In this plot, the red line represents the observed modularity statistic, while the density plot shows values obtained for random networks. As we can see, the proposed module structure is highly non-random, as the observed statistic is greater than any obtained for the random networks (P < 0.05). While we only generated 20 null matrices for demonstration purposes, several hundred (or thousand) should be used to obtain a null distribution for formal analyses (this can take a long time with large networks). It is also important to check that null matrices generated by sequential swapping procedures have converged on a random structure. Autocorrelation (i.e. relatedness between sequentially produced null matrices) can be avoided with large numbers of burn-in and thinning steps.

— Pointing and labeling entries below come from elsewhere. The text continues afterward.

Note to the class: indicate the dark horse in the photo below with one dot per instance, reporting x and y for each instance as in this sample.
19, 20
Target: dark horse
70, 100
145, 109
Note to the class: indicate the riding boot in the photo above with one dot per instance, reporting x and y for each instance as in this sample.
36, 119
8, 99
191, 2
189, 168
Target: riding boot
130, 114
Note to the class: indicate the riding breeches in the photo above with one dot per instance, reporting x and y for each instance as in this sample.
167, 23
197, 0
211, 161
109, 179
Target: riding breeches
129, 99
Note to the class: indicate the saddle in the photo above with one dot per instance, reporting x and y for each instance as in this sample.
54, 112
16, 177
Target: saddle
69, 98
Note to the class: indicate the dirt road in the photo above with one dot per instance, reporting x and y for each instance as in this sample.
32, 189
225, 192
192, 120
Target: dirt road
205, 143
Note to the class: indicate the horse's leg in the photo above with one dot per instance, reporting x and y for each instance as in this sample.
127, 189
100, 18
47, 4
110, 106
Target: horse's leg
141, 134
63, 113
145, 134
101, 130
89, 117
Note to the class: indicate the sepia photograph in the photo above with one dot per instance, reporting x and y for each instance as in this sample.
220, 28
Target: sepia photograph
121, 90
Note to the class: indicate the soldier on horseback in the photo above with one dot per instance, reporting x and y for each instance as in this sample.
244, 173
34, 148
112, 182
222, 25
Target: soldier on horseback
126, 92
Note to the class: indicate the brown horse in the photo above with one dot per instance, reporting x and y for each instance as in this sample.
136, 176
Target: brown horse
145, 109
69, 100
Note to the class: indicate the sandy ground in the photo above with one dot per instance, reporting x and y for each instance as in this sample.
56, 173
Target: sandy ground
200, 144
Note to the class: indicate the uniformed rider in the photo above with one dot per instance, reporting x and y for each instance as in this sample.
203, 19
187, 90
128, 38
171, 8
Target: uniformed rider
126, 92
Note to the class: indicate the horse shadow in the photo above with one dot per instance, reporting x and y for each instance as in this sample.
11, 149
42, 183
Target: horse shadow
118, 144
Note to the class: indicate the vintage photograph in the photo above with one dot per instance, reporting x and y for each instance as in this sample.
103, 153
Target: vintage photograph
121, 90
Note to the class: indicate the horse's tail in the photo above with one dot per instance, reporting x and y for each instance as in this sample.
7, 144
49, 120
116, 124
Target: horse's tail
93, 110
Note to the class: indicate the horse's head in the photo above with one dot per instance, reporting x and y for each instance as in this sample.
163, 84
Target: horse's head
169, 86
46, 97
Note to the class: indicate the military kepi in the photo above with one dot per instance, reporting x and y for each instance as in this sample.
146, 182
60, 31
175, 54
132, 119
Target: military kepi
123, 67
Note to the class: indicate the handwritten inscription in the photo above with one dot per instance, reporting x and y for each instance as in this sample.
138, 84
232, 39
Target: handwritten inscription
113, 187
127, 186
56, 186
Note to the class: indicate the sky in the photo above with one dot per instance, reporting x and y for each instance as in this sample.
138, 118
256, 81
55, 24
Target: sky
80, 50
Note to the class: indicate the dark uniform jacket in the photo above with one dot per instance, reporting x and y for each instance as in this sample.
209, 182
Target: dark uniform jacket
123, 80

4. Visualizing the proposed module structure

Now, lets visualize the proposed module structure. We’ll start with the site modules. Here, we’ll use ggmap (Kahle & Wickham 2013) and ggplot2 (Wickhman 2016). We will also use ggsn to add in a scale bar and north arrow (Baquero 2019). We’ll extract site modules and merge these results with site coordinates (obtained from the environmental data matrix in Loewen et al. 2020) and plot the results on a terrain basemap (note that map tiles are by Stamen Design under CC BY 3.0 with data by OpenStreetMap under ODbL).

# Load packages
library(ggmap)
library(ggsn)
library(ggplot2)

# Read the environmental data
phyto.env <- read.csv("Loewen_et_al._2020._Ecol_App._Environmental_data_-_final.csv", header = T)
phyto.env.aug <- subset(phyto.env, Month == "Aug")
rownames(phyto.env.aug) <- phyto.env.aug$Lake.Name

# Extract data for site and species module structure
bin.DIRT.list <- listModuleInformation(bin.DIRT)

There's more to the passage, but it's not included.